Les chiens (tundo) sont peu nombreux : les chasses'en servent comme rabatteurs mais n'ont pas su dresser leurs chiens à rapporter le gibier. Si l'on tolère leur présence dans le village, c'est pour éloigner les bêtes de la brousse. A demi-sauvages, les chiens rôdent autour des maisons en quête de nourriture ; ils reçoivent plus souvent des pierres ou des coups de pied. Seuls quelques garçonnets possèdent un chiot avec lequel ils jouent et qui reçoit un nom approprié à son aspect ou à son caractère supposé : manduca, il commande; sambuya, il a honte... Parfois aussi, le nom du chien traduit de manière indirecte les sentiments de son maître à l'égard de son entourage : kèndeke, le mal récompensé; sunkole, celui dont on n'ose pas médire en sa présence. Mais en grandissant, le chien devient hargneux et ses rapports avec son maître, quand ils ne cessent pas d'eux-mêmes par la fuite de l'animal, se terminent en général mal.
Enfin les chats, assez rares, occupent une place bien à eux. On juge l'animal utile : il chasse les souris ; mais voleur et, en somme, indomptable. A la différence du chien le chat, ñayo, ne reçoit pas de nom individuel. On ne parle pas d'acheter un chat, on y « épouse » : au seul mot d'achat, l'animal, offensé, quitterait le logis car (lui fait-on dire), « nul n'a jamais pu se vanter d'avoir acheté ma mère ni mon père ». La formule correcte est donc : « J'ai payé la dot du chat », furu ñayo. Le montant même de la « dot » est invariable : quatre colas. Un jeune homme non marié évitera de caresser un chat : qu'un poil de l'animal demeure sur son vêtement, aucune femme, assure-t-on, ne voudrait plus de lui. Une femme enceinte tiendra, elle aussi, le chat à l'écart : si l'animal se frottait à elle, l'enfant à naître s'annoncerait « voleur comme un chat ».

Notes
1. Voir plus loin, IIIe partie.
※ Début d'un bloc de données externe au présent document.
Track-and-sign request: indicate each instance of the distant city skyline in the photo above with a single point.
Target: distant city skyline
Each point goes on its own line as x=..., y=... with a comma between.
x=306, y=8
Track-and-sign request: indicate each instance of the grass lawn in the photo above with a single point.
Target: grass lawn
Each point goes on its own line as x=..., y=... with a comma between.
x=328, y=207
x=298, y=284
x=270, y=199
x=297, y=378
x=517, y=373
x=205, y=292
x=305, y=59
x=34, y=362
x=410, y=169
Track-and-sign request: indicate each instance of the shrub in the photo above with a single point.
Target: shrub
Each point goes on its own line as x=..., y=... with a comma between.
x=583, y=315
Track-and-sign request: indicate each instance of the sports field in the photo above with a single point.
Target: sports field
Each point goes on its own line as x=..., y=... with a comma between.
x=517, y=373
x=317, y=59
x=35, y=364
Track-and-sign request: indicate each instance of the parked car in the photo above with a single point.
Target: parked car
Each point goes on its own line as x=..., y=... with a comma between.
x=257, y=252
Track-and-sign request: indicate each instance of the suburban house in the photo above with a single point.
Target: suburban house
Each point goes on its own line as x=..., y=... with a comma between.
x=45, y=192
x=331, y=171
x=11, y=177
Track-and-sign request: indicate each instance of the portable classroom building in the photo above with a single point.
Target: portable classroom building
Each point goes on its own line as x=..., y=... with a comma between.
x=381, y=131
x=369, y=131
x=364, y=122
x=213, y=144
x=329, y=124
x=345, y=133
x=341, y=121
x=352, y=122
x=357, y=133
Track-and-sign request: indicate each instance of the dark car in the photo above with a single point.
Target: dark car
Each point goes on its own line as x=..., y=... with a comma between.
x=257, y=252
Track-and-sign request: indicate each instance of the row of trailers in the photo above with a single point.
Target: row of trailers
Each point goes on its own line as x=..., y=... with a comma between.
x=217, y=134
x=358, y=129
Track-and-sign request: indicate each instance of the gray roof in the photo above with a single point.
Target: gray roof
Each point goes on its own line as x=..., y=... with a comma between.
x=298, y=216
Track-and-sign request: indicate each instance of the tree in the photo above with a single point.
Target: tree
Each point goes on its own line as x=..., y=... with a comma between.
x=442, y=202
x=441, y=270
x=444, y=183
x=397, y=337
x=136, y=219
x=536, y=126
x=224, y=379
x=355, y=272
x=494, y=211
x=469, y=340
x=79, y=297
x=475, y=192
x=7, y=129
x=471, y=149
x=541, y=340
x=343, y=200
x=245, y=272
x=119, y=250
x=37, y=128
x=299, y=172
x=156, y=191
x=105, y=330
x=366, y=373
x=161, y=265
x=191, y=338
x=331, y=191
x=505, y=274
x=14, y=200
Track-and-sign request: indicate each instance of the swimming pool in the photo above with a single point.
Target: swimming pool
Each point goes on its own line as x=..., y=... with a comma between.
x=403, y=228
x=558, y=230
Magie et Sorciers, chasseurs de sorciers.
2. Pièges figurés dans P. Germann, Die Völkerstamme..., pl. 6, fig. 1 à 7 ; et dans G. Schwab, op. cit., pp. 77-80.
3. Les choses ont-elles changé depuis 1913 où le Dr. Neel trouve les « villages malpropres. On y foule une boue épaisse mélangée aux déjections du bétail. » Dr. H. Neel, op. cit. Nous n'avons au cours de deux séjours rencontré qu'un seul village vraiment sale, connu pour tel dans toute la région et jugé très sévèrement par ses voisins.